THE VOICES: SOMETHING TO REMEMBER
Why blast Philadelphia Announcer Gene Kelly? The quote you gave, "Don't set the table, Mabel, we'll be here for extra innings," is often heard by the fans here, but your comment that this "can wear" is simply uncalled for.
That expression is Gene Kelly, the man we Phillies fans love to follow during the baseball season. In the opening game of the season Kelly came up with an expression, I'll always remember: "Spring training is over and it isn't next year, it's this year."
...SILENT IN CINCINNATI
In your analysis of the 16 clubs, you mentioned every announcer in the business with the exception of one: me. I have been broadcasting the Cincinnati games with Waite Hoyt for four years and, as you know, getting your name before the public in a magazine such as yours never did any harm.
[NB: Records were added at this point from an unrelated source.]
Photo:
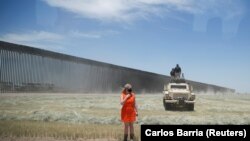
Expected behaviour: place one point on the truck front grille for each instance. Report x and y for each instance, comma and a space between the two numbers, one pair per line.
180, 96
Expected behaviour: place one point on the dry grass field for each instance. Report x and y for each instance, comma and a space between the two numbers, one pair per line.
89, 117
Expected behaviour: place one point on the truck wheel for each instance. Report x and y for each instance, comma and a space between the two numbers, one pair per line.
190, 107
167, 106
?Jack Moran (37, modest), the No. 2 radioman with Waite Hoyt, was a nine-letter man at Bellevue, Ky. high school. Moran spent several years broadcasting over stations in West Virginia, New Mexico and Wisconsin before joining WSAI in Cincinnati. In the summer of '54 Moran won out over 125 other applicants to become Hoyt's assistant. A good enough ballplayer to have been offered a contract by the Albuquerque Cubs when he was announcing their games, Moran is a knowledgeable observer of the game.—ED.
...MOVED IN ST. LOUIS
Everyone in the St. Louis area and any Cardinal fan knows Harry Caray (43, exuberant) for his "Hol-ly co-ow."
Maybe the Braves' Earl Gillespie says it, too, but surely not as heart-rendingly as Harry Caray.